Presentations, posters, findings and all the confusion

This leads me to another unconventional organizational decision: every paper that was presented orally also had a poster presentation slot. This happened to be my case as well. I’m still not fully certain what I think of it: I’m not complaining about the extra opportunity to advertise my work, but it is extra work (both ahead of and during the conference). It’s also somewhat unfair that some of the presenters didn’t get the opportunity–and all the more jarring when it comes to Findings papers: Officially, Findings are works that are good enough but for which there’s not extra space in the conference itself, and yet organizers did manage to double-book quite a number of papers in the main conference. This means we have a tiered acceptance system: some of us got two presentation slots, some of us only got a poster, and some of us (Findings authors) only got virtual presentations. In and of itself, that’s not necessarily a bad thing, but I’m uncomfortable with this tiered system being left as implicit. Let’s hope that future editions of EACL and *ACL conferences will be more transparent on that front.

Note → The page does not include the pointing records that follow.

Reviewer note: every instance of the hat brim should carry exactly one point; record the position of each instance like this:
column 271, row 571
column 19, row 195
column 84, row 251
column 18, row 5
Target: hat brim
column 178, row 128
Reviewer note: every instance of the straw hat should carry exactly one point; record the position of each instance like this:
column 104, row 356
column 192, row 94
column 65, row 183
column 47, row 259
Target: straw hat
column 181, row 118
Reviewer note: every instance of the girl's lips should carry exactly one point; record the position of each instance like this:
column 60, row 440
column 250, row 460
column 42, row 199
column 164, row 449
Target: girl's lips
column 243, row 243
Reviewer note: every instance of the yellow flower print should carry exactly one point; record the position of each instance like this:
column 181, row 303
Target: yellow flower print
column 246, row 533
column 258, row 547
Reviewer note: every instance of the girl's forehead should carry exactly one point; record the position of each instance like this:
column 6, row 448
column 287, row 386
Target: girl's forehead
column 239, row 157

Where is NLP as a field and EACL as a conference?

The last point I’d like to mention comes from the opening session. As it turns out, most submissions to the European chapter of the association for computational linguistics did not come from Europe (with a good third of submissions stemming from the USA), and very few actually focused on linguistics. Most works submitted focused more on engineering, processing and dataset description rather than syntax, semantics or phonology modeling. While this state of affairs begs the question of what is EACL precisely, it also highlights how things have changed across the last few years: NLP has become a more international and engineering focused field of research. Despite these changes, it’s good to see that the community remains very directly involved in deciding where it is going–be it local volunteers in Dubrovnik picking up the ball at the last minute to ensure that EACL would not be an online-only event, or attendees openly discussing whether the current conference practices we have are a good fit for the community.